“England has always a frontier war or two on her hands, and I got into one. A private, a ‘gentleman ranker’ has a magnificent opportunity to sink in the English army. Afterwards I drifted over here, and got into pearl-fishing. I liked the life and its adventures (we had to fight a bit in the early days), and then when the Americans came, I fell in with Collingwood. We fancied each other on sight. Then we picked up Mac, and I lighted accidentally on this oyster bed, and we settled here.

“Throughout all these years I have kept up a desultory correspondence with my married sisters; but I have drifted out of their lives, and I realize that I represent to them only a possible legacy. It is my business to make some money, and one day to die and leave it to them; and meanwhile a few gifts from the Orient are not unacceptable.

“Well, to shorten this tale, I settled here and married my wife. You need not look so startled. She was my wife legally; bell, book, and candle were all there. I lived openly with her in my house till the morning when you landed on Maylubi. Then, after I had seen and talked with you, I went home and ordered her out. She loved me, and she obeyed me. Five months later she died.” He stopped and wiped a cold perspiration from his brow.

“But how could you have kept it from me?” cried Charlotte. “Why did not Martin or Mrs. Maclaughlin tell me?”

“Mrs. Mac had her orders from Mac. She never disobeys him. Martin was simply a good friend.”

“But he brought me here.” She stopped, crimsoning with indignation.

“Precisely. He brought you here to associate with me, a respectable married man, as he considered me. He has never understood my conduct. He doesn’t understand why I preferred you to believe me a profligate instead of a decent married man. He has never understood why I should be willing to have my child pass for illegitimate. But you understand, Mrs. Collingwood.”

“Yes, I understand.” Then with sudden passion she cried, “But it was not my fault. I was trained to it.”

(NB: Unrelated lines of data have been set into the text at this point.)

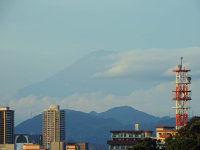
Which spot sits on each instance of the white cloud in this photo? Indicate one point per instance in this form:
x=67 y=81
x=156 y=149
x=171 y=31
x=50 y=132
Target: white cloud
x=158 y=62
x=155 y=100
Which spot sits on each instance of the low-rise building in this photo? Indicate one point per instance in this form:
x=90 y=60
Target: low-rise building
x=57 y=146
x=163 y=132
x=72 y=147
x=77 y=146
x=121 y=140
x=31 y=146
x=7 y=147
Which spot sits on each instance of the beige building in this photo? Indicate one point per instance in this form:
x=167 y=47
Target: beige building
x=7 y=147
x=53 y=125
x=124 y=139
x=72 y=147
x=30 y=146
x=57 y=146
x=6 y=125
x=163 y=132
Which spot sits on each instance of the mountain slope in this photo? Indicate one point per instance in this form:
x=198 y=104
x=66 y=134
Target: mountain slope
x=127 y=115
x=80 y=78
x=80 y=127
x=95 y=127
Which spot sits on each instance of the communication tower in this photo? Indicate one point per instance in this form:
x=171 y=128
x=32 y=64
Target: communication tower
x=182 y=95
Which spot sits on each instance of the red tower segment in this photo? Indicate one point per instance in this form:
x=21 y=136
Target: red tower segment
x=182 y=95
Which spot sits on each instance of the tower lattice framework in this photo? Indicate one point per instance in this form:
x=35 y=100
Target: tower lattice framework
x=182 y=95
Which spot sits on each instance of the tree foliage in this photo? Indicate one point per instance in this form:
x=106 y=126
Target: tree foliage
x=146 y=144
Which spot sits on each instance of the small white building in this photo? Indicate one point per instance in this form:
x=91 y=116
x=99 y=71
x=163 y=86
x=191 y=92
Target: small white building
x=121 y=140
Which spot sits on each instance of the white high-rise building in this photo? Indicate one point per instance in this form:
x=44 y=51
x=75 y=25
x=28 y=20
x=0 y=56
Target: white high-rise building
x=53 y=125
x=6 y=125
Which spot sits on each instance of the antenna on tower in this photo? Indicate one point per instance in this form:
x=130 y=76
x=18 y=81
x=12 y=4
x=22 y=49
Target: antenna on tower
x=182 y=95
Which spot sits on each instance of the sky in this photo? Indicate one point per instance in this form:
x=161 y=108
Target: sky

“As I was. But, if I had had one spark of manhood in me, I should have stood by the woman I had married, and should have taken my child to my heart in the face of the world. But I did not have the courage. I writhed and twisted to get out of facing the consequences of my own actions; and since then the weight of my own self-contempt has grown steadily heavier. Don’t talk to me of reform,” he added savagely as she started to speak. “There isn’t any reform for such as I. I tell you the consciousness of my own moral cowardice is with me day and night. It never leaves me. And it’s the ungodly unfairness of it all that kills me by inches. I see other men about me, living lives not so very different from mine: Collingwood himself has been no saint. But because I’ve wanted better things, because I drank my cup, knowing that it was poor drink, it has not slaked my thirst, and it has parched the last drop of sweetness out of my life.

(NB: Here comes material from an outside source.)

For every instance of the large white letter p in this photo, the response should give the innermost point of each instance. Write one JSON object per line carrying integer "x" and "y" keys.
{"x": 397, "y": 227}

“Don’t you go another foot along this trail; you began it when you married Collingwood. If you double and twist on your tracks again, you are lost. Hug pain, hug misery, martyr yourself, if you will, but don’t try to indulge your own selfish will, and to square things by saying that you despise yourself. God in Heaven! Do you know what it is to despise yourself? You don’t now; but you will some day.” He wiped the perspiration that stood in great drops on his brow.